Opéra Bastille, 26 janvier
Nouvelle reprise pour cette très belle production, créée à l’Opéra Bastille, en 2001 (voir, en dernier lieu, O. M. n° 82 p. 62 de mars 2013). Seul avatar de dernière minute : le remplacement de l’Emma d’Olga Busuioc par la charmante soprano arménienne Anush Hovhannisyan.
On apprécie toujours le travail très respectueusement élaboré d’Andrei Serban : s’il n’évite pas certaines baisses de tension – en partie dues à l’œuvre même –, son intelligente direction d’acteurs permet de faire passer les moments plus ingrats ; et, à l’aide de ses beaux décors et costumes, bien éclairés, elle accompagne très efficacement la montée dramatique, pour culminer dans un dernier acte de toute beauté et chargé d’émotion.
Un splendide plateau justifie, aussi, l’enthousiasme final de la salle. On n’en est certes pas à découvrir l’ébouriffant mezzo d’Anita Rachvelishvili, mais l’artiste est plus rare en Marfa : stupéfiante par la puissance, la longueur et la largeur de la voix, comme par la maîtrise de la ligne et l’intériorisation du personnage.

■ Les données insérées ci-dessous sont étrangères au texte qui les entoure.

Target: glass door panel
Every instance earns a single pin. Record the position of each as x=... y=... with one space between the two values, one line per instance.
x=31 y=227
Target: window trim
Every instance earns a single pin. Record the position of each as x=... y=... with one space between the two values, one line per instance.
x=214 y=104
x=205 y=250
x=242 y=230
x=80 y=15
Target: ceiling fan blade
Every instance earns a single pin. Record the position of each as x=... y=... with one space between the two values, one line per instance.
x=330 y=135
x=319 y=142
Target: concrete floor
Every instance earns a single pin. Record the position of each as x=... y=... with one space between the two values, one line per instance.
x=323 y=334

Très impressionnant encore, le Dossifeï de Dmitry Belosseslkiy, quasi idéal pour sa basse vraiment profonde et des ressources inépuisables, jusqu’à ses solennelles invocations terminales.
Non moins séduisants, la basse plus claire mais puissante de l’Ivan Khovanski de Dimitry Ivashchenko, qui incarne remarquablement cette personnalité complexe, vélléitaire et tourmentée, et le ténor de son fils Andreï, avec le timbre mordant et l’incisive présence en scène de Sergei Skorokhodov, notamment dans ses imprécations de la fin du IV.
En très bonne voix, vigoureusement projetée, John Daszak donne un attachant Golitsine, finement nuancé dans les incertitudes de sa noblesse promise à la chute, tandis que Gerhard Siegel (engagé sans compter, jusqu’à un saignement de nez non prévu, au I !), campe magistralement un de ces personnages bondissants dont il est familier.
Seule minime réserve pour le Chaklovity d’Evgeny Nikitin, qui fatigue sensiblement dans son long air du III. Avec la solide Susanna de Carole Wilson, il faut, enfin, faire une place à part au Kouzka de Vasily Efimov, seul reconduit de la reprise de 2013, qui crève l’écran, avec son étonnant maquillage, sa gestique habilement dégingandée et sa voix de fausset percutante dans la « Ballade » du III.
Après quelques petits décalages vite résorbés, Hartmut Haenchen tient parfaitement un ensemble qui achève de briller par des Chœurs et un Orchestre de l’Opéra National de Paris superlatifs, eux aussi acclamés pour ce retour réussi de l’œuvre rare.